Le plafonnement est porté à 18 000 € pour les réductions d’impôt liés à certains investissements réalisés en outre-mer et aux souscriptions de parts de sociétés de financement du cinéma (Sofica).

Comment est calculé le plafonnement des «niches fiscales»

Pour appliquer le plafonnement, l’administration fiscale se livre à deux calculs distincts. Elle détermine d’abord le montant de votre impôt en tenant compte de tous vos avantages fiscaux, puis le montant de votre impôt sans vos avantages soumis au plafonnement. La différence entre les deux résultats fait apparaître l’économie d’impôt résultant de vos avantages soumis au plafonnement. Si cette économie est inférieure au plafond de 10 000 € (ou de 18 000 €), vous n’êtes pas soumis au plafonnement. En revanche, si elle est supérieure à 10 000 € (ou 18 000 €), la part excédentaire est ajoutée à l’impôt que vous auriez dû payer en l’absence de plafonnement.

Exemple

Vos dépenses défiscalisantes de 2020 vous ouvrent droit à 15 000 € de réductions d’impôt, dont 11 000 € liés à des investissements soumis au plafonnement des «niches fiscales». L’impôt dû sur vos revenus de 2020 sera égal à 5 000 € après imputation de toutes vos réductions d’impôt, et à 16 000 € après imputation de vos seules réductions d’impôt non soumises au plafonnement. La différence entre les deux résultats (11 000 €) étant supérieure à 10 000 €, l’administration fiscale ajoutera l’excédent de 1 000 € aux 5 000 € d’impôt que vous auriez eu à payer en l’absence de plafonnement. Vous devrez donc finalement payer 6 000 € d’impôt.

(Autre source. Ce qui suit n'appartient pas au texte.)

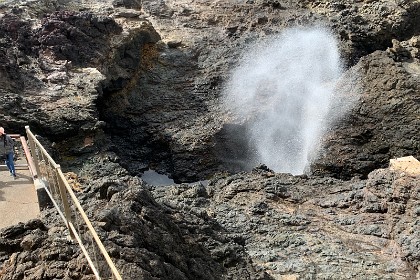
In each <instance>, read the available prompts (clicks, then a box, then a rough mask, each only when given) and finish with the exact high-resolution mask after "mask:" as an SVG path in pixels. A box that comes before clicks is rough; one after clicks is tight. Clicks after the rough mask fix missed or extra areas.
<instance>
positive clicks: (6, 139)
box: [0, 134, 15, 155]
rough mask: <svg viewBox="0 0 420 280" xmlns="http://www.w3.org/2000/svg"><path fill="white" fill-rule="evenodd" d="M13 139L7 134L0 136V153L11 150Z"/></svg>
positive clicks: (14, 141) (14, 144) (13, 143)
mask: <svg viewBox="0 0 420 280" xmlns="http://www.w3.org/2000/svg"><path fill="white" fill-rule="evenodd" d="M14 145H15V141H14V140H13V139H12V137H10V136H9V135H7V134H3V135H2V136H0V155H6V154H8V153H10V152H13V147H14Z"/></svg>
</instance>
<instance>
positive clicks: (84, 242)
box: [22, 126, 122, 280]
mask: <svg viewBox="0 0 420 280" xmlns="http://www.w3.org/2000/svg"><path fill="white" fill-rule="evenodd" d="M25 129H26V134H27V136H28V141H29V145H30V154H31V155H32V157H30V158H33V161H32V164H33V166H32V167H31V168H34V170H35V171H34V174H37V176H38V178H40V179H41V180H43V181H45V184H44V187H45V189H46V191H47V194H48V196H49V197H50V199H51V201H52V202H53V204H54V206H55V208H56V209H57V211H58V212H59V214H60V216H61V217H62V219H63V220H64V222H65V224H66V225H67V228H68V230H69V232H70V236H71V237H72V238H73V240H76V241H77V242H78V244H79V246H80V248H81V250H82V252H83V254H84V255H85V257H86V259H87V261H88V263H89V266H90V267H91V269H92V271H93V273H94V274H95V276H96V278H97V279H101V274H102V273H105V272H103V271H99V265H98V264H96V265H95V264H94V262H93V261H92V257H91V255H90V254H95V257H97V256H96V250H95V249H94V248H93V249H94V251H93V252H90V253H89V252H88V251H89V248H90V247H89V246H87V244H86V243H87V242H86V241H84V240H83V238H82V236H83V234H85V233H87V234H90V236H91V237H92V238H93V240H94V241H95V243H93V242H92V245H93V246H95V245H96V246H97V248H99V251H100V253H101V254H102V257H103V258H104V259H105V262H106V264H107V265H108V268H109V270H110V271H111V273H112V274H113V276H114V277H115V279H117V280H122V277H121V275H120V273H119V272H118V270H117V268H116V267H115V264H114V263H113V261H112V259H111V258H110V256H109V254H108V252H107V251H106V249H105V247H104V245H103V244H102V242H101V240H100V238H99V236H98V234H97V233H96V231H95V229H94V228H93V226H92V223H91V222H90V221H89V218H88V217H87V215H86V213H85V212H84V210H83V208H82V206H81V205H80V202H79V200H78V199H77V197H76V195H75V194H74V192H73V190H72V189H71V186H70V185H69V183H68V182H67V179H66V177H65V176H64V174H63V172H62V171H61V167H60V165H59V164H57V163H56V162H55V161H54V160H53V158H52V157H51V156H50V155H49V154H48V152H47V151H46V150H45V148H44V147H43V146H42V144H41V143H40V142H39V141H38V139H36V137H35V135H34V134H33V133H32V132H31V131H30V129H29V126H25ZM23 142H25V141H23ZM23 142H22V143H23ZM26 148H27V147H26ZM24 149H25V148H24ZM28 150H29V149H28ZM25 153H26V152H25ZM28 164H29V165H31V163H30V161H29V160H28ZM69 197H70V199H69ZM70 204H71V206H70ZM72 208H73V209H74V211H72ZM62 209H63V210H64V214H63V211H62ZM76 214H79V215H80V216H81V217H82V220H83V222H84V225H85V226H86V227H87V228H88V230H87V231H84V232H81V230H80V229H79V230H78V229H77V228H76V227H75V224H74V219H75V217H74V216H75V215H76ZM90 249H92V248H90Z"/></svg>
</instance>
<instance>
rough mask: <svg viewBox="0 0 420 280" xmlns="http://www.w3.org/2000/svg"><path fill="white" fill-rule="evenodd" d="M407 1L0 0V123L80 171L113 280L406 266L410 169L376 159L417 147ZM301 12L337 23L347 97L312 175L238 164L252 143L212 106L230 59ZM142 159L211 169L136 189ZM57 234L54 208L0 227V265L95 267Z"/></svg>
mask: <svg viewBox="0 0 420 280" xmlns="http://www.w3.org/2000/svg"><path fill="white" fill-rule="evenodd" d="M419 6H420V3H419V2H418V1H356V2H354V1H334V2H330V1H283V2H280V1H270V0H261V1H259V0H255V1H252V0H250V1H242V2H238V1H236V2H235V3H233V2H232V1H228V0H221V1H190V0H176V1H172V0H166V1H164V0H161V1H146V0H143V1H138V0H113V1H111V0H109V1H108V0H105V1H99V2H98V1H76V0H75V1H61V0H49V1H29V0H27V1H3V3H0V35H1V36H0V37H1V39H0V93H1V96H0V118H1V119H2V123H1V125H2V126H4V127H5V128H6V130H7V131H13V132H20V133H22V134H23V128H24V126H25V125H27V124H29V125H30V126H31V128H32V130H33V131H34V132H35V133H36V134H40V135H42V136H43V138H42V140H43V141H42V142H43V143H45V144H46V145H47V148H48V149H49V150H51V152H52V153H53V155H54V158H55V159H56V160H57V161H58V162H60V163H61V164H62V166H63V168H65V169H72V170H73V171H75V172H76V173H77V174H78V176H79V178H80V180H81V183H82V186H83V187H82V189H83V191H82V192H81V193H78V194H77V196H78V197H79V199H80V201H81V203H82V205H83V207H84V209H86V212H87V213H88V215H89V216H90V218H91V219H92V221H93V224H94V226H95V227H96V228H97V229H98V232H99V235H100V237H101V239H102V240H104V243H105V245H106V247H107V248H108V249H109V252H110V254H111V257H112V258H113V259H114V260H115V261H116V264H117V266H118V268H119V269H120V271H121V272H123V273H124V275H125V276H126V277H125V278H127V279H418V278H419V277H420V275H419V262H420V256H419V252H420V250H419V246H420V245H419V244H420V237H419V232H420V228H419V224H418V221H419V215H420V204H419V203H420V202H419V201H420V197H419V195H420V189H419V186H420V184H419V177H418V175H413V174H404V173H401V172H399V171H398V170H389V169H388V168H386V167H387V166H388V161H389V159H390V158H395V157H400V156H407V155H413V156H414V157H415V158H419V157H420V154H419V153H420V152H419V147H420V144H419V138H418V130H419V118H418V116H419V115H420V110H419V106H420V103H419V92H420V91H419V88H418V85H419V73H420V71H419V69H420V65H419V48H420V44H419V37H418V34H417V33H416V32H417V29H418V28H417V27H418V25H419V19H420V16H419ZM308 24H310V25H311V24H321V25H324V26H326V27H328V28H331V29H332V30H333V32H334V33H335V34H336V35H337V37H338V39H339V41H340V50H341V51H342V54H343V59H344V60H345V62H346V65H347V67H349V68H348V71H347V72H346V73H345V75H344V76H346V75H350V76H352V75H353V72H352V71H356V72H357V75H354V76H352V77H354V79H351V80H349V81H350V82H351V83H354V85H351V86H354V88H355V89H358V90H357V91H354V92H352V94H353V95H354V96H353V97H352V98H354V100H355V102H354V104H351V105H352V106H351V110H350V111H349V113H348V114H347V115H346V117H345V118H344V119H342V120H340V121H338V122H336V123H334V124H333V126H332V128H331V129H330V130H329V131H327V134H326V135H325V137H324V138H325V139H324V141H325V142H324V146H323V147H322V149H321V150H320V151H319V154H318V158H317V160H316V161H315V162H314V163H313V164H312V175H310V176H309V175H308V176H292V175H288V174H276V173H274V172H272V171H271V170H269V169H268V168H266V167H265V166H259V167H257V168H255V169H254V170H252V171H250V172H239V171H243V170H244V168H243V166H242V165H241V164H240V161H241V160H244V159H247V153H248V152H251V151H250V149H249V147H248V146H247V141H246V140H245V138H244V135H245V132H246V124H238V123H234V122H232V121H231V120H230V119H229V116H228V113H227V112H225V111H224V110H223V109H222V108H220V106H219V105H220V100H219V98H220V95H221V92H222V90H223V86H224V82H226V80H227V79H228V76H229V71H230V69H231V68H232V67H233V66H234V65H235V64H236V62H237V61H238V59H239V57H240V55H241V54H242V52H243V51H244V50H246V48H247V47H248V46H249V44H250V43H252V42H256V41H259V40H261V39H265V38H269V36H271V35H273V34H276V33H279V32H281V31H282V30H283V29H284V28H285V27H290V26H295V25H308ZM350 67H351V68H350ZM232 133H233V134H232ZM233 136H234V137H233ZM224 158H229V159H230V161H225V159H224ZM232 159H233V160H232ZM235 161H237V162H238V163H236V162H235ZM149 168H152V169H154V170H157V171H159V172H161V173H166V174H169V175H171V176H172V177H173V178H174V179H175V180H176V182H193V181H198V180H203V179H210V180H209V183H208V185H207V184H206V183H204V182H202V183H192V184H181V185H173V186H169V187H153V186H147V185H146V184H145V183H144V182H142V181H141V179H139V178H138V177H136V175H141V173H142V172H143V171H145V170H147V169H149ZM378 168H381V169H378ZM232 173H235V174H232ZM215 174H219V175H215ZM220 174H224V175H220ZM229 174H230V175H229ZM342 179H345V181H343V180H342ZM67 235H68V233H67V231H66V229H65V228H64V227H63V225H62V224H61V220H60V219H59V217H57V214H56V213H55V211H54V209H50V210H45V211H44V212H43V214H42V217H41V220H34V221H31V222H28V223H26V224H19V225H16V226H12V227H10V228H7V229H3V230H2V231H1V233H0V261H1V263H2V267H3V268H2V270H1V272H0V277H1V278H2V279H93V274H92V272H91V271H90V270H89V268H88V267H87V265H86V262H85V260H84V258H83V256H82V254H81V251H80V249H79V248H78V246H76V244H74V243H73V242H71V241H69V239H68V238H67ZM125 278H124V279H125Z"/></svg>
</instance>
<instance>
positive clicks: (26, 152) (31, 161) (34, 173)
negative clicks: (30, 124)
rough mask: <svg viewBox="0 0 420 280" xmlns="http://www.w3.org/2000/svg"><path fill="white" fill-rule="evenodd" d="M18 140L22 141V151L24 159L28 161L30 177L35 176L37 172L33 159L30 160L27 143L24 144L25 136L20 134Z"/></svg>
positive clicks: (36, 174)
mask: <svg viewBox="0 0 420 280" xmlns="http://www.w3.org/2000/svg"><path fill="white" fill-rule="evenodd" d="M20 142H21V143H22V148H23V152H24V153H25V157H26V161H27V162H28V167H29V171H30V172H31V174H32V178H34V179H35V178H37V177H38V173H37V172H36V169H35V164H34V161H33V160H32V156H31V152H30V151H29V148H28V144H26V139H25V136H20Z"/></svg>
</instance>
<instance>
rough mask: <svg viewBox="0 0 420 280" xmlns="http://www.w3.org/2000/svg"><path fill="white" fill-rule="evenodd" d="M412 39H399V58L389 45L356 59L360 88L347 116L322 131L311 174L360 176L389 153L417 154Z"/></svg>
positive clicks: (334, 175)
mask: <svg viewBox="0 0 420 280" xmlns="http://www.w3.org/2000/svg"><path fill="white" fill-rule="evenodd" d="M417 40H418V37H413V39H412V40H411V41H409V42H404V43H405V44H406V45H407V48H402V49H403V50H405V51H406V53H407V55H409V57H406V59H404V61H399V60H401V55H400V54H401V50H400V52H399V53H398V54H397V53H396V51H395V49H390V50H389V51H388V52H379V51H378V52H375V53H373V54H371V55H368V56H366V57H363V58H362V59H361V60H360V62H359V63H358V65H357V67H358V69H360V70H359V71H360V72H361V76H360V80H359V81H358V83H359V84H361V86H362V87H363V89H364V90H363V93H362V94H361V95H360V97H359V100H358V101H357V105H356V106H355V107H354V109H353V110H352V111H351V113H350V114H349V115H348V116H347V118H346V119H345V120H344V121H341V122H340V123H339V124H337V125H336V126H335V127H334V128H333V129H332V131H331V132H330V133H327V135H326V137H325V141H324V147H323V149H322V150H321V151H320V152H319V153H320V156H319V159H318V160H316V161H315V163H313V165H312V172H313V173H314V174H327V175H329V176H336V177H340V178H344V179H349V178H351V177H353V176H356V175H358V176H362V177H366V176H367V174H368V173H369V172H370V171H372V170H374V169H375V168H377V167H385V166H387V164H388V160H389V159H390V158H398V157H403V156H408V155H413V156H414V157H417V158H420V142H419V141H420V139H419V138H418V131H419V129H420V121H419V118H418V116H419V115H420V103H419V100H420V88H419V85H420V80H419V75H420V63H419V61H418V59H417V58H415V57H414V55H415V54H417V53H418V51H419V50H418V48H416V47H414V46H412V44H413V42H416V41H417ZM410 50H411V51H412V52H413V54H414V55H413V56H412V55H411V54H410ZM385 69H386V70H385Z"/></svg>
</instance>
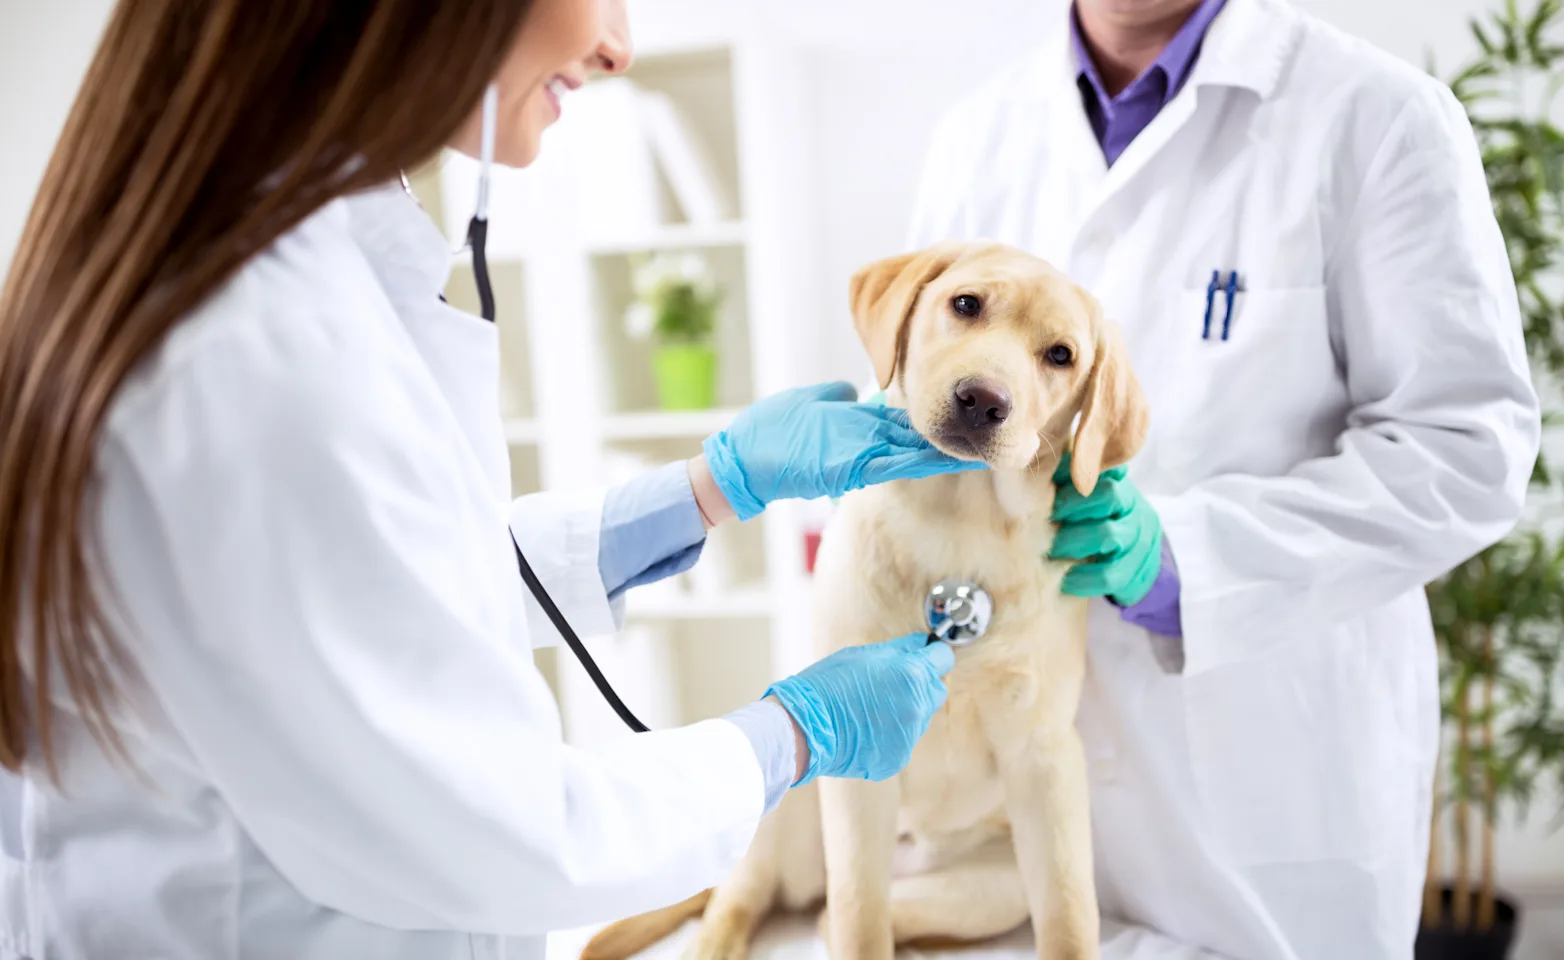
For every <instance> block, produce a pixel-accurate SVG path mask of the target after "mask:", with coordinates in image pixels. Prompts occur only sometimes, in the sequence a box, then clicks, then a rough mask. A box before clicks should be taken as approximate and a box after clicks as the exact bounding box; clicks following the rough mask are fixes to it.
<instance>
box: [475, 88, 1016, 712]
mask: <svg viewBox="0 0 1564 960" xmlns="http://www.w3.org/2000/svg"><path fill="white" fill-rule="evenodd" d="M497 113H499V91H497V88H494V86H491V88H488V91H485V94H483V133H482V139H480V144H479V195H477V205H475V210H474V213H472V219H471V220H469V222H468V244H466V245H468V250H469V252H471V255H472V277H474V280H475V283H477V288H479V314H480V316H482V317H483V319H485V321H488V322H491V324H493V322H494V316H496V313H494V288H493V286H491V285H490V272H488V203H490V170H491V167H493V166H494V134H496V122H497ZM510 546H511V547H515V550H516V569H519V571H521V579H522V582H524V583H526V585H527V589H529V591H532V596H533V599H536V600H538V605H540V607H543V613H544V614H547V618H549V622H552V624H554V629H555V630H558V632H560V636H563V638H565V644H566V646H568V647H569V649H571V654H574V655H576V660H579V661H580V664H582V669H585V671H587V675H588V677H591V682H593V685H594V686H596V688H597V693H601V694H602V699H604V700H607V702H608V705H610V707H613V711H615V713H618V715H619V719H621V721H624V725H627V727H629V729H630V730H633V732H637V733H646V732H649V730H651V727H647V725H646V724H643V722H641V721H640V719H638V718H637V716H635V713H632V711H630V708H629V707H626V705H624V700H621V699H619V694H618V693H615V690H613V685H612V683H608V679H607V677H604V675H602V671H601V669H597V661H596V660H593V658H591V654H590V652H587V644H583V643H582V638H580V636H579V635H577V633H576V630H574V629H572V627H571V622H569V621H568V619H565V613H561V611H560V607H558V604H555V602H554V597H551V596H549V591H547V588H544V586H543V582H541V580H538V575H536V574H535V572H533V571H532V564H530V563H527V557H526V555H524V553H522V552H521V544H519V543H516V535H515V533H511V536H510ZM923 616H924V622H926V624H927V627H929V639H927V643H946V644H949V646H952V647H963V646H968V644H971V643H976V641H978V639H981V638H982V635H984V633H987V630H988V622H990V621H992V619H993V600H992V599H990V597H988V591H985V589H984V588H982V586H978V585H976V583H974V582H971V580H942V582H938V583H935V585H934V588H931V589H929V596H927V597H926V600H924V608H923Z"/></svg>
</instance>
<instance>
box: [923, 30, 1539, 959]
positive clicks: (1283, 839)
mask: <svg viewBox="0 0 1564 960" xmlns="http://www.w3.org/2000/svg"><path fill="white" fill-rule="evenodd" d="M974 236H984V238H992V239H999V241H1007V242H1012V244H1017V245H1020V247H1023V249H1026V250H1031V252H1032V253H1037V255H1040V256H1043V258H1046V260H1049V261H1053V263H1054V264H1056V266H1059V267H1060V269H1064V270H1067V272H1068V274H1070V275H1071V277H1073V278H1074V280H1076V281H1079V283H1082V285H1084V286H1087V288H1089V289H1092V291H1093V292H1095V294H1096V297H1099V299H1101V302H1103V306H1104V310H1106V313H1107V314H1109V316H1112V317H1114V319H1115V321H1117V322H1118V324H1120V325H1121V327H1123V330H1125V335H1126V339H1128V344H1129V352H1131V356H1132V361H1134V369H1135V372H1137V375H1139V377H1140V380H1142V383H1143V385H1145V389H1146V394H1148V399H1150V405H1151V435H1150V438H1148V442H1146V446H1145V449H1143V452H1142V453H1140V455H1139V457H1137V458H1135V460H1134V461H1132V463H1131V464H1129V467H1128V475H1123V477H1118V478H1117V480H1115V482H1114V483H1109V485H1103V486H1099V488H1098V493H1095V494H1093V496H1092V497H1087V499H1084V500H1082V499H1081V497H1079V496H1078V494H1074V491H1073V489H1071V488H1068V480H1064V488H1062V491H1060V502H1062V513H1060V516H1059V519H1060V521H1062V530H1060V535H1059V539H1060V546H1059V547H1057V550H1059V553H1060V555H1064V557H1070V558H1081V557H1090V558H1093V561H1092V563H1089V564H1084V566H1081V568H1078V569H1076V571H1073V574H1071V579H1070V580H1068V582H1067V588H1070V589H1073V591H1076V593H1081V594H1087V596H1101V597H1104V599H1106V602H1103V604H1098V605H1095V607H1093V611H1092V619H1090V675H1089V680H1087V690H1085V697H1084V702H1082V707H1081V713H1079V729H1081V733H1082V736H1084V740H1085V744H1087V750H1089V757H1090V777H1092V811H1093V816H1092V821H1093V844H1095V855H1096V880H1098V894H1099V897H1101V908H1103V912H1104V915H1106V916H1109V918H1121V919H1126V921H1129V922H1132V924H1139V926H1142V927H1150V929H1151V930H1156V932H1160V933H1162V935H1165V938H1159V937H1146V935H1140V933H1137V935H1134V940H1132V941H1131V940H1129V938H1128V935H1126V938H1123V940H1120V941H1110V943H1107V944H1104V955H1110V957H1129V955H1134V957H1159V955H1184V952H1181V949H1179V947H1175V946H1170V944H1171V943H1173V941H1182V943H1186V944H1193V946H1195V947H1200V949H1203V951H1209V952H1211V954H1214V955H1220V957H1231V958H1242V960H1318V958H1329V960H1358V958H1362V960H1367V958H1375V960H1381V958H1387V960H1389V958H1395V960H1400V958H1409V957H1411V955H1412V943H1414V937H1415V929H1417V922H1419V891H1420V883H1422V880H1423V872H1425V858H1426V844H1428V827H1429V811H1431V785H1433V774H1434V761H1436V747H1437V732H1439V696H1437V677H1436V671H1437V668H1436V650H1434V641H1433V633H1431V627H1429V613H1428V607H1426V604H1425V597H1423V589H1422V588H1423V585H1425V583H1426V582H1429V580H1433V579H1436V577H1437V575H1439V574H1440V572H1444V571H1447V569H1448V568H1451V566H1455V564H1456V563H1459V561H1462V560H1464V558H1467V557H1470V555H1473V553H1475V552H1478V550H1480V549H1483V547H1486V546H1489V544H1492V543H1495V541H1497V539H1500V538H1501V536H1503V535H1506V533H1508V532H1509V530H1511V528H1512V525H1514V524H1516V522H1517V519H1519V518H1520V514H1522V502H1523V494H1525V489H1526V482H1528V477H1530V472H1531V467H1533V463H1534V458H1536V453H1537V446H1539V435H1541V417H1539V407H1537V399H1536V396H1534V392H1533V385H1531V378H1530V372H1528V361H1526V349H1525V344H1523V341H1522V327H1520V319H1519V310H1517V299H1516V291H1514V285H1512V275H1511V269H1509V261H1508V258H1506V252H1505V242H1503V239H1501V236H1500V231H1498V228H1497V225H1495V219H1494V214H1492V208H1490V203H1489V194H1487V188H1486V180H1484V174H1483V166H1481V161H1480V156H1478V149H1476V144H1475V138H1473V134H1472V130H1470V125H1469V122H1467V117H1465V114H1464V111H1462V108H1461V105H1459V103H1458V102H1456V100H1455V97H1453V95H1451V92H1450V91H1448V89H1447V88H1445V86H1444V84H1440V83H1439V81H1436V80H1434V78H1431V77H1426V75H1423V73H1420V72H1419V70H1415V69H1412V67H1411V66H1406V64H1403V63H1400V61H1395V59H1394V58H1390V56H1389V55H1386V53H1383V52H1379V50H1376V48H1373V47H1370V45H1369V44H1365V42H1362V41H1358V39H1353V38H1350V36H1347V34H1343V33H1340V31H1337V30H1334V28H1331V27H1328V25H1325V23H1322V22H1318V20H1315V19H1312V17H1309V16H1306V14H1303V13H1300V11H1297V9H1293V8H1292V6H1290V5H1289V3H1287V2H1286V0H1226V2H1223V0H1074V3H1073V6H1071V9H1070V13H1068V16H1065V17H1060V23H1059V30H1057V33H1056V34H1054V36H1053V39H1049V41H1048V42H1046V44H1043V47H1042V48H1038V50H1037V53H1035V55H1034V56H1031V58H1028V59H1026V61H1024V63H1021V64H1018V66H1015V67H1013V69H1009V70H1007V72H1004V73H1001V75H999V77H998V78H995V80H993V81H992V83H988V84H987V86H984V88H982V89H979V91H976V92H973V94H971V95H968V97H965V99H962V100H960V102H959V105H957V106H954V108H952V109H951V111H949V113H948V116H945V117H943V120H942V122H940V124H938V127H937V128H935V131H934V138H932V145H931V150H929V155H927V161H926V166H924V172H923V183H921V188H920V199H918V203H917V214H915V217H913V227H912V236H910V245H912V247H921V245H926V244H929V242H934V241H938V239H945V238H974Z"/></svg>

Le plafonnement des niches fiscales est aménagé en 2021

Le plafond global des niches fiscales est modifié en 2021 pour les contribuables qui bénéficient d’une réduction d’impôt pour investissement dans le capital de sociétés foncières solidaires ou de sociétés d’utilité sociale et solidaire. Cette réduction d’impôt n’est pas soumise au plafonnement dans la limite de 3 000 euros pour les souscriptions réalisées entre le 9 mai et le 31 décembre 2021. Autrement dit, les contribuables concernés bénéficieront d’un plafonnement global de 13 000 euros pour leurs dépenses défiscalisantes payées en 2021, voire de 21 000 euros pour ceux qui investissent aussi outre-mer ou dans des Sofica. Cette majoration est destinée à encourager les contribuables à investir dans l’économie sociale et solidaire. Bien entendu, ceux qui ne réalisent pas d’investissements solidaires en 2021 resteront soumis au plafonnement ordinaire 10 000 euros ou de 18 000 euros pour leurs dépenses défiscalisantes de 2021.